March 3, 1923 – May 29, 2012

I saw Doc Watson perform so many decades ago, with his son Merle, an outdoor stage, thousands of us camped on a hillside all day being overblown and overflown with folk music. A place in the heart. You saw Doc Watson, too, I would bet; many saw Doc Watson perform, or owned his many records, always reliable and wholesome and very good. Doc Watson spoke, as a blind man, how scary the road could be for him, and still he came forth and played for us. We may as well thank our lucky stars.

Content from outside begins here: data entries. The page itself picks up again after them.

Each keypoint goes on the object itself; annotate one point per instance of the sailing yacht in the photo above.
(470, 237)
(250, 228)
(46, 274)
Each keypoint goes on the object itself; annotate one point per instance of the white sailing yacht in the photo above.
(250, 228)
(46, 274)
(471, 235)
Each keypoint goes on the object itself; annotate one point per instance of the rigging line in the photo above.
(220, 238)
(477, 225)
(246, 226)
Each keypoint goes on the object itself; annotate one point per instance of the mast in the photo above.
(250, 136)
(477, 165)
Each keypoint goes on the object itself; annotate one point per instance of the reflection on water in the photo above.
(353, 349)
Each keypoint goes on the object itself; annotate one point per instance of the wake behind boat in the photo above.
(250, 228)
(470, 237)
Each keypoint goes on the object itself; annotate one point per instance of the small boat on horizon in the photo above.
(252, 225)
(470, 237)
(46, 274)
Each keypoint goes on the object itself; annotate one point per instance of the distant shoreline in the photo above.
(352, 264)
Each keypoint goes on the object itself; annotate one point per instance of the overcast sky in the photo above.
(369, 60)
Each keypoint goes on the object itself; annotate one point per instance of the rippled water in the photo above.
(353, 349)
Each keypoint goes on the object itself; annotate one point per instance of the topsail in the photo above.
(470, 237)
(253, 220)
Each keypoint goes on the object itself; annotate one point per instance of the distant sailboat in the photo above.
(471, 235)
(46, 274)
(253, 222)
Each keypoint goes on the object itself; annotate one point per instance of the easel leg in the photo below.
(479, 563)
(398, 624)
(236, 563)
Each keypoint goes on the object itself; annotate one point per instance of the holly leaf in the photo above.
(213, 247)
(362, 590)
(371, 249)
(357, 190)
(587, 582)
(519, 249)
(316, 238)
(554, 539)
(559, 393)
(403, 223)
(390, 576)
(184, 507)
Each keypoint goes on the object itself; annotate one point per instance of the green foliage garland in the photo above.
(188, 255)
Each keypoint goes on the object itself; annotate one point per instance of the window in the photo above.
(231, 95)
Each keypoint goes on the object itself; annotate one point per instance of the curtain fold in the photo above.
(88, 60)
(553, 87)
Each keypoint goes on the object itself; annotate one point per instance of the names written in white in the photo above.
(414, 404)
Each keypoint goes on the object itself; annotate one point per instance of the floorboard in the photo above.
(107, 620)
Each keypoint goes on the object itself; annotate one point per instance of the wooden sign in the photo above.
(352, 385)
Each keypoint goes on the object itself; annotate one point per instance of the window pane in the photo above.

One of my favorite Doc Watson moments is on the triple Nitty Gritty Dirt Band album where Doc Watson and Merle Travis meet. You can listen to the difference in the guitar masters strumming and in their voices when they talk, spontaneously, the record picking it all up. What Doc Watson says in but a few words, just like his playing, almost sums up his entire life up to that time. His sharing was seamless and expansive. And the Merle Travis chuckle and laconic humility balances the scales of the meeting. They went on to play a tune like a team of horses charging across a stream.
. .

Doc Watson & Merle Travis: First Meeting (Dialogue) by The Nitty Gritty Dirt Band on Grooveshark

another favorite album (I'm playing it now) was this beauty titled Elementary Doctor Watson (with Merle Watson) on the tiny Poppy label. I used to watch that poppy design on the album spin on the turntable while the tunes played. . .

Going Down The Road Feeling Bad by Doc & Merle Watson on Grooveshark



Luster said...

I came to his music second hand, through hearing Uncle Walt's Band in a Dallas folk club introduce Omie Wise as a song they learned from Doc Watson. Yes, the great Circle record and then later I bought the Memories album and worked my way backward to the early deep recordings but also rode with him as he went on to record with his son and then his grandson. I finally got to see him perform a dozen years ago just up the road from where I now sit. It was my first visit to this part of the Ozarks. I got the news of his death yesterday after driving home from Mountain View, Arkansas, the home of Jimmy Driftwood, the writer of Tennessee Stud, an unbroken circle. Much needed rain after a long drought falling on the garden plants we set out before dark last night. Just what the Doctor ordered.

Bob Arnold / Longhouse said...

And, Doc Watson, Mike, as you know, told us "Jimmy Driftwood wrote this song." He was the champion of shared delights and gifts, much unlike what we see today on the stage and page. I love the fact you drove from Driftwood's place to Doc's farewell news, then took us to your garden.